What is the most memorable odor removal job you’ve ever done?
That’s a tough one as there have been several over the past 17 years that stand out. But the one that is probably the most memorable because it almost cost me thousands of dollars to fix was an oil furnace back draft. We were drying out this beautiful old house full of hardwood flooring from a freeze break. The affected part of the house was just the living room. This house was full (and I mean full) of family heirlooms. Tons of crystal, china, tiffany-type lamps, and other items literally covered every Inch of this 4,500 sq. ft. beautiful home. We had been drying it for about three days and went in on the morning of the fourth day to check the floor with our meters and pull the equipment. When we opened the door the smell of diesel oil hit us so hard it made your eyes water. What we saw when we walked inside was horrifying! Everything in the house was covered in black oily soot that smelled like the inside a diesel gas tank. We immediately called the furnace company and got them out there to check the system. Our concern at this point was did our equipment cause a vacuum that has caused the diesel furnace to back draft into the home and cover it with this awful oily and very smelly soot. Thankfully, it was determined that the cause of the back draft was due to an exhaust pipe being installed the previous winter and it was too small to properly exhaust the house so it was basically a time bomb that decided to explode while we were working on the job. So we cleaned every Inch of the house and contents and ran two hydroxyl units for five days and the odor was gone. So … what was a small dry out turned into a $50 job.
What is your preferred odor removal method for contents?
Odor removal is a multi-step process. After thorough cleaning, I deodorize with hydroxyl. Sometimes we do fogging as well depending on how bad the fire was. The beautiful thing about hydroxyl is you don't have to clean up after it like you do when you fog.
Do you ever use ozone, or is it strictly hydroxyl?

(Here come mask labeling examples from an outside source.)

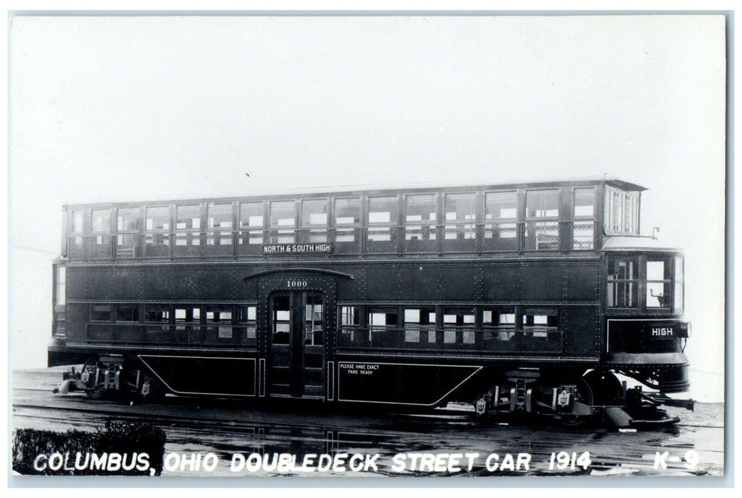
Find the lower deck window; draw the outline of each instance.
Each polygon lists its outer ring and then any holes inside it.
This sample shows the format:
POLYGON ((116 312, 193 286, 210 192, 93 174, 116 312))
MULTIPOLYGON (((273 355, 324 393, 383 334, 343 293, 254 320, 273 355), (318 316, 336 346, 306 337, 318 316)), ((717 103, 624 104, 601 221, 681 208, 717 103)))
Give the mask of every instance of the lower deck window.
POLYGON ((436 342, 436 309, 404 309, 404 341, 436 342))
POLYGON ((617 257, 608 260, 606 301, 609 308, 639 306, 639 258, 617 257))
POLYGON ((116 304, 116 321, 139 321, 138 304, 116 304))

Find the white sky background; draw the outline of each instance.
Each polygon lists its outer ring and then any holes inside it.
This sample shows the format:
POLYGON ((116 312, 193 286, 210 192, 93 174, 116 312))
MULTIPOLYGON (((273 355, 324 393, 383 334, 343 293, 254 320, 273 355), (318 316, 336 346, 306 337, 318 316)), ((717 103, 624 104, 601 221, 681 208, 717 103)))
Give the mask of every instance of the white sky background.
POLYGON ((16 17, 13 367, 45 364, 66 202, 608 174, 686 249, 691 394, 720 401, 723 23, 16 17))

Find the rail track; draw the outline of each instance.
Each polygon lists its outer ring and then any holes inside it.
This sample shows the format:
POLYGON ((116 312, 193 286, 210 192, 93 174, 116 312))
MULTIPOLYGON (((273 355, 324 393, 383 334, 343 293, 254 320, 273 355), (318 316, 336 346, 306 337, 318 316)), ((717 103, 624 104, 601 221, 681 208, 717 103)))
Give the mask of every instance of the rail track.
MULTIPOLYGON (((378 468, 368 472, 312 475, 590 475, 720 476, 723 474, 723 405, 698 404, 695 413, 679 410, 683 422, 655 430, 621 432, 601 427, 569 428, 536 422, 504 425, 482 422, 459 410, 431 413, 372 413, 301 411, 295 404, 249 407, 229 400, 166 398, 161 403, 129 404, 93 400, 83 395, 55 396, 52 376, 31 373, 15 377, 14 428, 91 430, 107 420, 147 422, 165 430, 166 453, 206 454, 219 459, 209 476, 268 476, 259 471, 233 472, 234 454, 378 454, 378 468), (36 381, 34 381, 36 379, 36 381), (559 452, 589 453, 591 465, 559 468, 559 452), (656 468, 657 453, 668 453, 666 468, 656 468), (460 472, 430 469, 392 470, 395 455, 477 453, 472 468, 460 472), (487 457, 528 453, 526 469, 492 471, 487 457), (552 454, 554 455, 552 459, 552 454), (692 461, 687 459, 691 456, 692 461), (675 459, 677 459, 677 460, 675 459), (554 459, 554 462, 552 462, 554 459), (690 463, 694 465, 690 465, 690 463), (556 465, 555 465, 556 464, 556 465)), ((289 475, 292 472, 288 473, 289 475)), ((296 475, 306 475, 295 473, 296 475)), ((188 469, 163 475, 191 476, 188 469)))

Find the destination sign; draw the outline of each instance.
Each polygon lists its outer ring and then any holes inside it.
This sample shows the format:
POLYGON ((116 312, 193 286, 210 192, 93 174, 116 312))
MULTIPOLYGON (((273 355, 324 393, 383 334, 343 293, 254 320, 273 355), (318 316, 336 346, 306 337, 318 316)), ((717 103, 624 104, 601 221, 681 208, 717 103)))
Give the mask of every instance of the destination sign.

In the past I used ozone because that was really all there was. Now that we have awesome machines like the BossXL, I don't even own an ozone machine anymore. I do not like ozone for many reasons. It is extremely dangerous to humans, plants, natural fibers, and animals. As well as the concern that I have with its ability to cause damage to glues, wood, and leather furniture.
How long, on average, does it take for hydroxyl generators to get rid of the odor in contents from fire jobs?
That really depends on the type of job that it is but I would say on average 2-3 days.
What do restoration contractors need to consider when choosing an odor removal method and equipment for their company?
As I said before odor removal is a multi-step process most times. So you may need to use two or even three methods of removal to deodorize depending on the circumstance. When it comes to choosing what type of equipment to use, you need to do your due diligence and make sure you aren't wasting money in this arena. Talk to others who have purchased the particular equipment and find out how effective they feel it is.
What stumbling blocks should restorers look for when handling odor removal?Paying attention to details and getting proper training are big stumbling blocks when it comes to removing odor. One of the biggest mistakes I see cleaners make is lack of detail. Your cleaning should pass the white Q-Tip® test. If it doesn't, you didn't clean with enough detail and you could have odor return. Cleaning for odor removal requires proper training as well. Understanding what solutions to use on which odor etc.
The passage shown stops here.